Is Melanotan I FDA-approved?
Yes, but narrowly. Afamelanotide was FDA-approved as Scenesse in October 2019 specifically for erythropoietic protoporphyria (EU approval 2014). It is not approved for cosmetic tanning anywhere in the world.
What are the side effects of Melanotan I?
Common effects include nausea (mostly at first doses), facial flushing, fatigue during loading, headache, and darkening of existing moles and freckles. Sexual and cardiovascular effects are minimal versus MT-II. Long-term safety in healthy cosmetic users is not well established, and new or changing moles warrant dermatological monitoring.

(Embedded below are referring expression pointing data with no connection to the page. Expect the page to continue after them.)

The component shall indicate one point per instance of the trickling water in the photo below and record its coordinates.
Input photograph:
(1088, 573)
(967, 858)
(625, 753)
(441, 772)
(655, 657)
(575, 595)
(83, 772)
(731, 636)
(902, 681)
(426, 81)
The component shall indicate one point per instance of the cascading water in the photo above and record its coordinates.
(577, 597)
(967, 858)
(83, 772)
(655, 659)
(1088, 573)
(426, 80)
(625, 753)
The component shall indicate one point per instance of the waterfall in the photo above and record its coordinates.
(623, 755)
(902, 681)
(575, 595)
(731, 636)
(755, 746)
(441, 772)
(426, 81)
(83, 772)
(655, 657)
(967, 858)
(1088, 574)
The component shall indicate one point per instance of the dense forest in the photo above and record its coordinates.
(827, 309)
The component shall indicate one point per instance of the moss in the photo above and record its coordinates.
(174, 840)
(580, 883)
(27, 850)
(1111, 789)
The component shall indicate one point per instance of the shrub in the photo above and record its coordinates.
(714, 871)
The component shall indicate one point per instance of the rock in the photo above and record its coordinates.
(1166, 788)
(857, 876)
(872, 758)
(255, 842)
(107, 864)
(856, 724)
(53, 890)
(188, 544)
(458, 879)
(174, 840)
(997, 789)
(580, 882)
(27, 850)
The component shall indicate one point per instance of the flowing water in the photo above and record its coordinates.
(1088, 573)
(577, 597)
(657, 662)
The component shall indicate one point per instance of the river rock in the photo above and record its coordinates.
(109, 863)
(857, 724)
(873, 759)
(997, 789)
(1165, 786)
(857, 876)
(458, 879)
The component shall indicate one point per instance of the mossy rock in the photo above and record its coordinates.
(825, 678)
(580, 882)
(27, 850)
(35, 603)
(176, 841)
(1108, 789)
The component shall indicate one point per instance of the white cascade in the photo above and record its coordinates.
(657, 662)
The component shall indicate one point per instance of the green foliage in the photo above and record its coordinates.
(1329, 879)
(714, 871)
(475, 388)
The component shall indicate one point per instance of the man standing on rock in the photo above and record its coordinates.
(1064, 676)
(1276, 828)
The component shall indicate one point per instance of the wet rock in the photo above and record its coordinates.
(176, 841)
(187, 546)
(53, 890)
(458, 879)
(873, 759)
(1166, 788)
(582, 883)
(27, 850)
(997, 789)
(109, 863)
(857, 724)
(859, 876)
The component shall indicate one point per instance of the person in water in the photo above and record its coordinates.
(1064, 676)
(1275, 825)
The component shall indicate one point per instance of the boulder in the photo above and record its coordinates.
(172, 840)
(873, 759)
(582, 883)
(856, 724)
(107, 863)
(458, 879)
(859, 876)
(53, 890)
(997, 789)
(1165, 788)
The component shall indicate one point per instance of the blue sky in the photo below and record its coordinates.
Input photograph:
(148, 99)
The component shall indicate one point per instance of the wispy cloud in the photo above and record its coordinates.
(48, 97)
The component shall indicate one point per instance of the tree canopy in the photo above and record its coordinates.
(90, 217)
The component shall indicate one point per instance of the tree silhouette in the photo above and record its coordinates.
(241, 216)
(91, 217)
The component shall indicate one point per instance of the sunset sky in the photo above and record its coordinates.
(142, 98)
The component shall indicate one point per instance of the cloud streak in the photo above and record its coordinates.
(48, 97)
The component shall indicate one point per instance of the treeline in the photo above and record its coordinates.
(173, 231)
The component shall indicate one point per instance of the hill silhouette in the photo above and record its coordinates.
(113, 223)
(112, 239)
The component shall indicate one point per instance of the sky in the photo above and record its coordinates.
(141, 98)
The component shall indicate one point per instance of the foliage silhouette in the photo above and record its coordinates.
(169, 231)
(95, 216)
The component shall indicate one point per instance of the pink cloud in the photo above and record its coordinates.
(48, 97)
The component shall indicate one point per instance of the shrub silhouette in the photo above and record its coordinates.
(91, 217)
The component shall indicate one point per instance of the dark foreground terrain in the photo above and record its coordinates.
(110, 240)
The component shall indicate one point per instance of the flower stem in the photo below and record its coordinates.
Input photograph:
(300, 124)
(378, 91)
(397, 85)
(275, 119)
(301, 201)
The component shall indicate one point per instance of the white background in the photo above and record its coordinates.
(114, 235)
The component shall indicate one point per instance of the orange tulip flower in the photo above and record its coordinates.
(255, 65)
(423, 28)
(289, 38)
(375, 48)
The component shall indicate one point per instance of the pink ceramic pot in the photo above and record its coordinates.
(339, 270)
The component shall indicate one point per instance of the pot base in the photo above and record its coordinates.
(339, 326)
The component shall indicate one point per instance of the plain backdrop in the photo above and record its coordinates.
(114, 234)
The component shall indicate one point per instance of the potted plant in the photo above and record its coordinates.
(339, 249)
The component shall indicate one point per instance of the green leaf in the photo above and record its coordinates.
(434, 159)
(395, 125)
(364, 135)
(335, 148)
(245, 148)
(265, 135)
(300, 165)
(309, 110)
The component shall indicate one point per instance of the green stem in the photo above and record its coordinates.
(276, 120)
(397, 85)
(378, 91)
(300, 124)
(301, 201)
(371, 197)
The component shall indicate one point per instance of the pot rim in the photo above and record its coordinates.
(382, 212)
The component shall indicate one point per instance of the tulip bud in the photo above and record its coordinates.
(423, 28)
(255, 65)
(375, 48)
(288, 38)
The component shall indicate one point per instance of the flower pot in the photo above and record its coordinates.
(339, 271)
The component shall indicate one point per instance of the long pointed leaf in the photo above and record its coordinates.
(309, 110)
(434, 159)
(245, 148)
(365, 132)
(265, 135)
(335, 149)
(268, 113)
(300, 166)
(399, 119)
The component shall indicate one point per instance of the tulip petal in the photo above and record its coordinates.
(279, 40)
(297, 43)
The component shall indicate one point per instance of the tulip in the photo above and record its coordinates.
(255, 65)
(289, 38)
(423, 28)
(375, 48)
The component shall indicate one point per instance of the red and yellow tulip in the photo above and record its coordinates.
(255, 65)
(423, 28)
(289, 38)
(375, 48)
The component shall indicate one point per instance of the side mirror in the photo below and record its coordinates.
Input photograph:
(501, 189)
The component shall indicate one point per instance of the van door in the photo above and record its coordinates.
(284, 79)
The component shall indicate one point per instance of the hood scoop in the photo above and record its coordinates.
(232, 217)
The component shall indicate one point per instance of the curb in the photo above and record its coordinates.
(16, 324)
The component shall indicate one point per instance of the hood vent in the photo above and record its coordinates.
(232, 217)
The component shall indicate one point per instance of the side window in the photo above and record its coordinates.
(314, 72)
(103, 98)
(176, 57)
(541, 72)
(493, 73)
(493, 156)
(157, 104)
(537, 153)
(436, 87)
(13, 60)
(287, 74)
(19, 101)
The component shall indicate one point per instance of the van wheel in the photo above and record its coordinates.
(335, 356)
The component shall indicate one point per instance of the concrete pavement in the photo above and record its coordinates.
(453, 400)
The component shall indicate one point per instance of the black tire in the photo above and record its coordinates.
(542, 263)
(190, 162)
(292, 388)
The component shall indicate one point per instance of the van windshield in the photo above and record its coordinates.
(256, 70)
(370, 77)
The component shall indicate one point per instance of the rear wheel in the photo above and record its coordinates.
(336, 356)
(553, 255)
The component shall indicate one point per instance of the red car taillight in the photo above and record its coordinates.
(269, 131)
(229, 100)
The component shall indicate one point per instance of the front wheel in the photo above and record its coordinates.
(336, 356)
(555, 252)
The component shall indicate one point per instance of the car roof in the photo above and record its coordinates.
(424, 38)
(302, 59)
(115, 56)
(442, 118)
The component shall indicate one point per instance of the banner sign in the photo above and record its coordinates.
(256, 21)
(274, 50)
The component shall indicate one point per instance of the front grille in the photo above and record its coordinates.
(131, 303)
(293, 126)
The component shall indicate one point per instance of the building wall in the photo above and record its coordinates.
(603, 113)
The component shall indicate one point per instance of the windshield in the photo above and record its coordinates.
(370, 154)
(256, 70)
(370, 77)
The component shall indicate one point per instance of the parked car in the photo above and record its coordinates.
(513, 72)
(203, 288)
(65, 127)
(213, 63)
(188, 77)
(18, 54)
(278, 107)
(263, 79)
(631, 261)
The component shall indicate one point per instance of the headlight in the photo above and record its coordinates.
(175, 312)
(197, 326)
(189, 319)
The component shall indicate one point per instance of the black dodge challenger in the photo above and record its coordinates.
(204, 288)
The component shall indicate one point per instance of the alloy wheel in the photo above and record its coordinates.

Does Melanotan I cause melanoma?
The melanocortin pathway is theoretically implicated in melanoma because it stimulates melanocytes, and dermatology case reports document new mole formation and nevus changes in users. However, EMA post-market surveillance in approved EPP use has not surfaced increased melanoma incidence. Long-term cosmetic-use safety is less characterized.
How much does Melanotan I cost?
Branded Scenesse is roughly $49,000 per 16 mg implant at orphan-drug pricing for EPP patients. Research-grade injectable Melanotan I sold for cosmetic use is inexpensive on the research-chemical market, with vials commonly around $19-$35.